He ran
round the front wing of a building and stood suddenly before a
brightly, restlessly lighted window. The light did him good, the
flames yielded to it; he went to the window and looked in. It was a
brew-room, a girl stood at the hearth and stirred the kettle. The
light which she held in her hand had a slightly reddish sheen on
account of the dense fumes. Another girl was sitting down, plucking
poultry, and a third was singeing it over a blazing straw-fire. When
the flames grew weaker, new straw was put on, and they flared up
again; then they again became weaker and still weaker; they went out.
Mogens angrily broke a pane with his elbow, and slowly walked away.
The girls inside screamed. Then he ran again for a long time with a
low moaning. Scattered flashes of memory of happy days came to him,
and when they had passed the darkness was twice as black. He could
not bear to think of what had happened. It was impossible for it to
have happened. He threw himself down on his knees and raised his hands
toward heaven, the while he pleaded that that which had happened might
be as though it had not occurred.
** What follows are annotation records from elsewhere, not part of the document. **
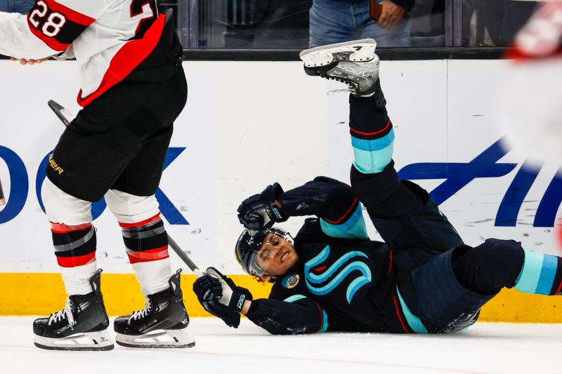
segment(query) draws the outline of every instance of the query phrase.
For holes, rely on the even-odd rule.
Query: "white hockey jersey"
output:
[[[164,19],[156,0],[36,0],[25,15],[0,12],[0,54],[75,57],[84,107],[146,58]]]

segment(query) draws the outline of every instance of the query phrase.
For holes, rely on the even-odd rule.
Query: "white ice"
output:
[[[562,373],[562,324],[477,323],[440,335],[325,333],[273,336],[243,319],[229,328],[192,319],[193,348],[45,351],[33,317],[0,317],[0,373]]]

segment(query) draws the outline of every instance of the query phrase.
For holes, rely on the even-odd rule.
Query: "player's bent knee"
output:
[[[136,223],[157,215],[160,211],[155,195],[136,196],[110,189],[105,194],[107,207],[122,223]]]
[[[48,178],[43,182],[41,196],[50,222],[68,226],[92,222],[91,203],[67,194]]]
[[[514,286],[525,260],[521,243],[490,239],[474,249],[481,274],[488,274],[498,286]]]

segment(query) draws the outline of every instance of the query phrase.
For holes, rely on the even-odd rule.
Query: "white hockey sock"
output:
[[[131,264],[140,290],[152,295],[169,288],[168,280],[172,276],[169,258],[147,262]]]
[[[68,295],[86,295],[92,292],[90,279],[98,269],[96,262],[74,267],[60,267],[63,281]]]

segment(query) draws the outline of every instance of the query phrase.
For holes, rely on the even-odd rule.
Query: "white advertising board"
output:
[[[523,167],[525,156],[498,143],[504,134],[492,113],[505,63],[382,62],[396,167],[432,192],[468,244],[501,237],[557,253],[560,166]],[[243,199],[273,182],[288,189],[319,175],[348,181],[348,94],[340,84],[307,76],[296,62],[184,67],[189,98],[162,180],[162,215],[200,267],[241,274],[233,247]],[[0,272],[58,271],[37,189],[45,157],[64,130],[46,102],[79,109],[76,69],[73,62],[0,61],[0,180],[8,198],[0,207]],[[131,272],[119,227],[103,208],[94,206],[98,265],[106,272]],[[302,220],[289,221],[283,226],[294,232]]]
For a long time he dragged himself
along on his knees with his eyes steadfastly fixed on the sky, as if
afraid it might slip away from him to escape his pleas, provided he
did not keep it incessantly in his eye. Then pictures of his happy
time came floating toward him, more and more in mist-like ranks. There
were also pictures that rose in a sudden glamor round about him, and
others flitted by so indefinite, so distant, that they were gone
before he really knew what they were.